Clip of humor column--Granola Wars

The sixties were a harrowing time for those of us who were just coming of age. There was war, social upheaval, moral confusion — and all that other stuff you’ve heard about ad nauseum.

We emerged from the experience grim and sober, with a few rock-hard convictions that would shape the rest of our lives:

1.War is yucky.

2. Blue jeans are OK for all social occasions.

3. Processed foods are bad.

This last one I thought would be easy to transmit to our kids. After all, hadn’t we lived through the horrors of the TV-Dinner era, when veal cutlets and creamed peas were the order of the day?

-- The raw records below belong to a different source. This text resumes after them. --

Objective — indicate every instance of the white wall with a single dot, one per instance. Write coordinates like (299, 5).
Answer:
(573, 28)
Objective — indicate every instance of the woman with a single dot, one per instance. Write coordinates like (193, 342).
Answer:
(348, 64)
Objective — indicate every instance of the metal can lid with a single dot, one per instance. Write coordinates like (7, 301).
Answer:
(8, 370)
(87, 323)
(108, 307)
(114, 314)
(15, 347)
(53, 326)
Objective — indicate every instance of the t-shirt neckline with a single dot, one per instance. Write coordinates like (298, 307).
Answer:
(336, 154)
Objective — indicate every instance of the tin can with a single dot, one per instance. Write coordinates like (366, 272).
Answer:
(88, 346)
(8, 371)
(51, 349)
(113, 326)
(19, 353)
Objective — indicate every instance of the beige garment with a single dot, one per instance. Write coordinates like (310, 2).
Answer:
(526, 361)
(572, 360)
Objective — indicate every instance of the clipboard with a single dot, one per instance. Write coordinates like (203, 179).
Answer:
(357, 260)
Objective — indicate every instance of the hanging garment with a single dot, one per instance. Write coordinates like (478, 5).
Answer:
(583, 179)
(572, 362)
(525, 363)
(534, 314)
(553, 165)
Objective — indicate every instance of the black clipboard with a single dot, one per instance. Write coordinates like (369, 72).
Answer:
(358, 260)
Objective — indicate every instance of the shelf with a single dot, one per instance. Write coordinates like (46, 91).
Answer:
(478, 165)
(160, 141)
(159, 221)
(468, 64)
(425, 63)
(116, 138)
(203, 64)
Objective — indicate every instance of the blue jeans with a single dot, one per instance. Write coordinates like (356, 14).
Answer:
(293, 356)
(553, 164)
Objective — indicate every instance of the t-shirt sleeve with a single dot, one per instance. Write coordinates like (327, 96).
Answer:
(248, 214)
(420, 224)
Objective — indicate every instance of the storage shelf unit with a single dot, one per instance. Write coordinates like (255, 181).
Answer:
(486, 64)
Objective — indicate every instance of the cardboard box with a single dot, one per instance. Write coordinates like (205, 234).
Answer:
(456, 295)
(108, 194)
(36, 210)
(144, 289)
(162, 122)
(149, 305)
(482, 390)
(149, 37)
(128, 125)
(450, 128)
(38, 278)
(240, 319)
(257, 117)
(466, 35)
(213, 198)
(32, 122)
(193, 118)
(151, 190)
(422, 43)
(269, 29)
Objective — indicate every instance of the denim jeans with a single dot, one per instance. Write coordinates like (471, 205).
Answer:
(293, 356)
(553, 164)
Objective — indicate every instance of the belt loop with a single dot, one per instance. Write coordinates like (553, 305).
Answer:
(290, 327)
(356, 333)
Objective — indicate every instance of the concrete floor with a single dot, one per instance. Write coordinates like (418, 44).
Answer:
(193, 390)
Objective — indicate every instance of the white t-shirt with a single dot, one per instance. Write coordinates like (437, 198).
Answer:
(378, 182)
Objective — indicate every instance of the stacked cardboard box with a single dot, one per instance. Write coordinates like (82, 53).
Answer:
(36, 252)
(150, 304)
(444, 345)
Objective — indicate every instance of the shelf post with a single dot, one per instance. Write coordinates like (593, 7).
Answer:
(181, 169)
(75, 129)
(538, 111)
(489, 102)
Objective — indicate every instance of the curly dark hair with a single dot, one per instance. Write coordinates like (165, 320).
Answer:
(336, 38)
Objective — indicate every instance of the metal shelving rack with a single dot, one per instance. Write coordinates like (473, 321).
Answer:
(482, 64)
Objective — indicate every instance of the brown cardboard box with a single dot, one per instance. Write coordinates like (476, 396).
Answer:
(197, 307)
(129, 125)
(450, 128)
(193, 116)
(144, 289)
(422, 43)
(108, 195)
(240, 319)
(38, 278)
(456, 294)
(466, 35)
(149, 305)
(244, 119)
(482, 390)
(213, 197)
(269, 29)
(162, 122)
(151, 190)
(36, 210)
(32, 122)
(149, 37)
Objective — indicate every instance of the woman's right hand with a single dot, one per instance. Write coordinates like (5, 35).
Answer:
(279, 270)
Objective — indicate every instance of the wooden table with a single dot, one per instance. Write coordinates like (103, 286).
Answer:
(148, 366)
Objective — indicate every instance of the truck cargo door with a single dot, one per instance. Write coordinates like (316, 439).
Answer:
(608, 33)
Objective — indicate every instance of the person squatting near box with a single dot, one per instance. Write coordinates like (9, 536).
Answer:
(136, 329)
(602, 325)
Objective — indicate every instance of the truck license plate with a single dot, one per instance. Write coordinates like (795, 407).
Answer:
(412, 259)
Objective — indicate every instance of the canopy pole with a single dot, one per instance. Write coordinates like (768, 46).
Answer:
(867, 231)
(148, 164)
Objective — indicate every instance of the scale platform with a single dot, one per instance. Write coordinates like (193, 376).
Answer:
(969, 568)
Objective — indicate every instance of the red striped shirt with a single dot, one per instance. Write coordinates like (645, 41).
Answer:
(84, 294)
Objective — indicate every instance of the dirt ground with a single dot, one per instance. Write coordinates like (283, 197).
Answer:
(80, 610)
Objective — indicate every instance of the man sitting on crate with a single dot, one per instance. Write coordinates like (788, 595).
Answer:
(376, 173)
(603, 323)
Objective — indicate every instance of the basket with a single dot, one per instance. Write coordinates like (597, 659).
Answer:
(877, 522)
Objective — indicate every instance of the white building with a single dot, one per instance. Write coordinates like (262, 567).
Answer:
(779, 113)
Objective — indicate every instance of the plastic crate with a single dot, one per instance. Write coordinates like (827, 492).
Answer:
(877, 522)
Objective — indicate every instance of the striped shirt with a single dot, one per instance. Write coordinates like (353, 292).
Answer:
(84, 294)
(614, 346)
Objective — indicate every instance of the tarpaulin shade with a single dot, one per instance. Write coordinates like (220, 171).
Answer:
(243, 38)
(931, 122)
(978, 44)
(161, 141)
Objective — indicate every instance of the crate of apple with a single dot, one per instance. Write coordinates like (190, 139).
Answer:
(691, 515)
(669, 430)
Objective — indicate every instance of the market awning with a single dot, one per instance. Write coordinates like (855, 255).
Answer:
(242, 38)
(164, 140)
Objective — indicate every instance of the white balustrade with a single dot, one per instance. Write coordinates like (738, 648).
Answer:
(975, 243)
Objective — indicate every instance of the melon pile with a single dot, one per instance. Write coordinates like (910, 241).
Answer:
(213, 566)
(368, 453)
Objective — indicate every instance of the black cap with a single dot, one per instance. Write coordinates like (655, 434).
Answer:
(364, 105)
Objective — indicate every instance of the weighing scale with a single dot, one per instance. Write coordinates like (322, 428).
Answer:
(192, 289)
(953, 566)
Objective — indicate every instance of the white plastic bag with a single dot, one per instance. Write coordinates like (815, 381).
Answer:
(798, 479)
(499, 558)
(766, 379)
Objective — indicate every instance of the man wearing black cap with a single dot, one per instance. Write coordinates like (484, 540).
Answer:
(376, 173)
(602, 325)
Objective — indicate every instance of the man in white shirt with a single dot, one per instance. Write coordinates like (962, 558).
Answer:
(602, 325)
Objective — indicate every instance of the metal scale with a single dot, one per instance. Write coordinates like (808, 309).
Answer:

Hadn’t we found enlightenment in the form of natural foods, free of preservatives, stabilizers and additives?

There is scarcely a food product on the market today that doesn’t bear the words “natural,” “whole grain,” or “no preservatives.” Chalk that up to our gritty determination back in the trenches of the culture wars—and to some marketing directors who knew what 50 million baby boomers could do for their business.

Now, decades away from that crucible which defined a generation, these values are lost on my children. They scorn my taste for granola and whole wheat bread. In fact, they have an attraction for junk food that is downright perverse.

Kids have a supernatural ability to sense nutritional value in food, and they reject it immediately. Rather, they are pulled inexorably toward the weird, the schlocky, the over-processed. Meanwhile, the corporate food giants that gave us Spaghetti-O’s and Cocoa Puffs are still at it, churning out new products for their new victims. And the kids, like their parents before them, gobble it up.

I try to subvert the whole process by stealth: “Don’t you want to try some of this new Vita-Grano-Crunchola cereal I got? It’s just like your Choco-Whistles, which we happen to be out of.”

They look at me as if I’m covered with running sores.

I have finally accepted reality and learned to swim with the current. “Look,” I tell them, as I place some new food in front of them, “This has NO nutritional value! In fact, it will actually SUCK vitamins and minerals from your body!”

They pause to consider this intriguing new thought.

It seems to be working so far. But I know I’ll have to come up with something better soon.